Title: The Large-Scale Geometry of Locally Compact Abelian Groups
by Nicolò Zava (University of Udine) as part of Topological Groups
Lecture held in Elysium.
Abstract
Large-scale geometry, also known as coarse geometry, is the branch of mathematics that studies the global, large-scale properties of spaces. This theory is distinguished by its applications which include the Novikov and coarse Baum-Connes conjectures. Since the breakthrough work of Gromov, large-scale geometry has played a prominent role in geometric group theory, in particular, in the study of finitely generated groups and their word metrics. This large-scale approach was successfully extended to all countable groups by Dranishnikov and Smith. A further generalisation introduced by Cornulier and de la Harpe dealt with locally compact σ-compact groups endowed with particular pseudo-metrics.
To study the large-scale geometry of more general groups and topological groups, coarse structures are required. These structures, introduced by Roe, encode global properties of spaces. We also mention the equivalent approach provided by Protasov and Banakh using balleans. Coarse structures compatible with a group structure can be characterised by special ideals of subsets, called group ideals. While the coarse structure induced by the family of all finite subsets is well-suited for abstract groups, the situation is less clear for groups endowed with group topologies, as exemplified by the left coarse structure, introduced by Rosendal, and the compact-group coarse structure, induced by the group ideal of all relatively compact subsets, each suitable in disparate settings.
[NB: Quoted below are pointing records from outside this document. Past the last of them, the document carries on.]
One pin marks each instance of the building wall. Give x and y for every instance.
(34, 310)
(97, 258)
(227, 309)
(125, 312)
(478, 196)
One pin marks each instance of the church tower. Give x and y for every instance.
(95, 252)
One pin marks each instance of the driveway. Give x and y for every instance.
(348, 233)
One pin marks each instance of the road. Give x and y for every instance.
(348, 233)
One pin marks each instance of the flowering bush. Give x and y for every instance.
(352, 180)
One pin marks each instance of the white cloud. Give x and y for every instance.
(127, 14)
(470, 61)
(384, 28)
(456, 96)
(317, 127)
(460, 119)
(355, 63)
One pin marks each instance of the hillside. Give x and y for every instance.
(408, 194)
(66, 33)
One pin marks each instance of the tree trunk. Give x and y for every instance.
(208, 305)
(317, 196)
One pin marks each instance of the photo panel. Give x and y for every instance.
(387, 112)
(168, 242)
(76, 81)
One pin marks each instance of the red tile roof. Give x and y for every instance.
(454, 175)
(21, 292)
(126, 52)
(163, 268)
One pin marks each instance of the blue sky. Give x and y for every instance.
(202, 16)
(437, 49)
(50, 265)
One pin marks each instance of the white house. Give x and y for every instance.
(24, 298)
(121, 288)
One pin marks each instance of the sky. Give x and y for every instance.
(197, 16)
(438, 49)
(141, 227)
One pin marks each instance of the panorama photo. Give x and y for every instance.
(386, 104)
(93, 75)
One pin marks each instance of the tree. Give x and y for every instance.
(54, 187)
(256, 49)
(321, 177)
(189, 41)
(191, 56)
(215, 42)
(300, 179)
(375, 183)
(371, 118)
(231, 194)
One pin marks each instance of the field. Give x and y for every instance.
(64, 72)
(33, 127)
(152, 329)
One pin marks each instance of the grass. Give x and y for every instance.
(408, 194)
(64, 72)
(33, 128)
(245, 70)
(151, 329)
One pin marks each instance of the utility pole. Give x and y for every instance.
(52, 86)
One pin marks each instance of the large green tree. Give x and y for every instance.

We present the large-scale geometry of groups via the historically iterative sequence of generalisations, enlisting illustrative examples specific to distinct classes of groups and topological groups. We focus on locally compact abelian groups endowed with compact-group coarse structures. In particular, we discuss the role of Pontryagin duality as a bridge between topological properties and their large-scale counterparts. An overriding theme is an evidence-based tenet that the compact-group coarse structure is the right choice for the category of locally compact abelian groups.